# An Extensive Guide to collecting Tweets from Twitter API v2 for Academic Research using Python

## List:

1. Introduction
2. Pre-requisites to start
3. Bearer Token
4. Create Headers
5. Create URL
6. Connect to Endpoint
7. Save results to CSV
8. Tweet collection, explained

## 1. Introduction

At the end of 2020, Twitter introduced a new Twitter API built from the ground up. Twitter API v2 comes with more features and data you can pull and analyze, new endpoints and a lot of functionalities.

One of the most common reasons developers use the Twitter API is to listen to and analyze the conversation happening on Twitter.

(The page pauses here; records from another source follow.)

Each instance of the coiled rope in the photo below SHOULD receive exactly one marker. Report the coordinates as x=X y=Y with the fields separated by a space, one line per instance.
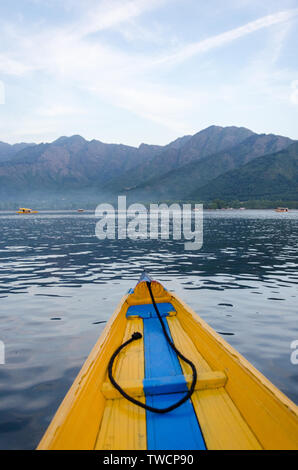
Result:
x=137 y=335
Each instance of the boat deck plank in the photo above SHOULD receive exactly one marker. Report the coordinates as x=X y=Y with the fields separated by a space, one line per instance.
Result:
x=222 y=425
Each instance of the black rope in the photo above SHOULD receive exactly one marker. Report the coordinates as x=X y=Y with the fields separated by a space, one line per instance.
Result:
x=137 y=335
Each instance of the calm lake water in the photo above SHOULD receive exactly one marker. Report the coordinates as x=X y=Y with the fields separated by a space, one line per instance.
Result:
x=59 y=284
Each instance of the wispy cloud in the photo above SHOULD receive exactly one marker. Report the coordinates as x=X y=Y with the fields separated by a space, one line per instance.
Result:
x=227 y=37
x=96 y=52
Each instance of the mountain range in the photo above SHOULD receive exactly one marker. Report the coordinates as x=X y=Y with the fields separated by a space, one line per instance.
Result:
x=230 y=163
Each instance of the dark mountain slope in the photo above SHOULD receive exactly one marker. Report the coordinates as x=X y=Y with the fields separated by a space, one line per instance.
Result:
x=181 y=152
x=272 y=177
x=181 y=182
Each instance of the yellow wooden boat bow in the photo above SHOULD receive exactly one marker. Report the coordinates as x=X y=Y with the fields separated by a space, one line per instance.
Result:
x=233 y=406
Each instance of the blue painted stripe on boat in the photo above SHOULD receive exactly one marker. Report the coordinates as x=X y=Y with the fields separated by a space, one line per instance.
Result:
x=178 y=429
x=148 y=311
x=169 y=384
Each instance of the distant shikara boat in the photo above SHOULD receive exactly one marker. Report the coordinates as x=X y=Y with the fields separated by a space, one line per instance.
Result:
x=24 y=210
x=160 y=378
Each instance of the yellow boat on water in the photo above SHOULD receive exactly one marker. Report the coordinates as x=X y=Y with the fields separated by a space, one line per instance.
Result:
x=176 y=384
x=24 y=210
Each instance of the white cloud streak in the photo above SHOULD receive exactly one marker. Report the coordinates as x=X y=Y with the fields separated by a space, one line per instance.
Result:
x=220 y=40
x=77 y=55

In this article, we will go through a step-by-step process from setting up, accessing endpoints, to saving tweets collected in CSV format to use for analysis in the future.


## 2. Pre-requisites

First, we are going to be importing some essential libraries for this guide

In [None]:
# For sending GET requests from the API
import requests


# For file management when creating and adding to the dataset
import os

# For dealing with json responses we receive from the API
import json

# For displaying the data after
import pandas as pd

# For saving the response data in CSV format
import csv

# For parsing the dates received from twitter in readable formats
import datetime
import dateutil.parser
import unicodedata

import time
import re

def remove_url(txt):
    return " ".join(re.sub("([^0-9A-Za-z \t])|(\w+:\/\/\S+)", "", txt).split())

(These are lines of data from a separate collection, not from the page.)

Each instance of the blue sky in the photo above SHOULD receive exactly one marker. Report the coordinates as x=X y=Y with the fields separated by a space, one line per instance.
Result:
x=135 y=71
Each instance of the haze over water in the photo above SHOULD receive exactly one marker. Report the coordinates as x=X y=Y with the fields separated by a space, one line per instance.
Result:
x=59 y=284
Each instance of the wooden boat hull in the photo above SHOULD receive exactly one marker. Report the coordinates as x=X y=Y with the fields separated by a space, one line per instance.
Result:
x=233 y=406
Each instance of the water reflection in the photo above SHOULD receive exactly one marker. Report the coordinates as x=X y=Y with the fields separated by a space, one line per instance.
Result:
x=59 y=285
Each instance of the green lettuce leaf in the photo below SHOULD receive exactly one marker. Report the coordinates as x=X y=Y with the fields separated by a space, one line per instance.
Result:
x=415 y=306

To be able to send your first request to the Twitter API, you need to have a developer account. If you don't have one yet, you can apply for one [here](https://developer.twitter.com/en/apply-for-access)! (Don't worry its free and you just need to provide some information)

Got an approved developer account? Fantastic!

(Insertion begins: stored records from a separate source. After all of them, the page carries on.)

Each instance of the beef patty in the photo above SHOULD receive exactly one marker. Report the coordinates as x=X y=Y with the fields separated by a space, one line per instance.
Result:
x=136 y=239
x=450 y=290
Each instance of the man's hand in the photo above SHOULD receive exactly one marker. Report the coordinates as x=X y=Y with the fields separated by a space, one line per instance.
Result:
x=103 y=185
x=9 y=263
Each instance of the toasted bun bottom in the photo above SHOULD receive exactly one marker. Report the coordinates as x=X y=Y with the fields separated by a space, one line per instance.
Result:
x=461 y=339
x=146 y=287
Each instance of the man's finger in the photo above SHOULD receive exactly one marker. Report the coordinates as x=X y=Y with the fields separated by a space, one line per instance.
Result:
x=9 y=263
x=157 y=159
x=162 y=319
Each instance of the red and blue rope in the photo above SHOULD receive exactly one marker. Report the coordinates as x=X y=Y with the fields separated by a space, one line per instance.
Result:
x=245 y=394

All you need to do is create a project and connect an App through the developer portal and we are set to go!

1. Go to the [developer portal dashboard](https://developer.twitter.com/en/portal/dashboard)
2. Sign in with your developer account
3. Create a new Project, give it a name, a use-case based on the goal you want to achieve, and a description.

![New Project page](https://raw.githubusercontent.com/AndrewEdward37/Twitter_API_V2_Tutorial/main/images/new-project.png?token=AHQLCWF4J4IOFAMWKOQJGJTAU26HC)

4. Assuming this is your first time, choose ‘create a new App instead’ and give your App a name in order to create a new App.

![New App last step](https://raw.githubusercontent.com/AndrewEdward37/Twitter_API_V2_Tutorial/main/images/name-app.png)

If everything is successful, you should be able to see this page containing your keys and tokens, we will use one of these to access the API.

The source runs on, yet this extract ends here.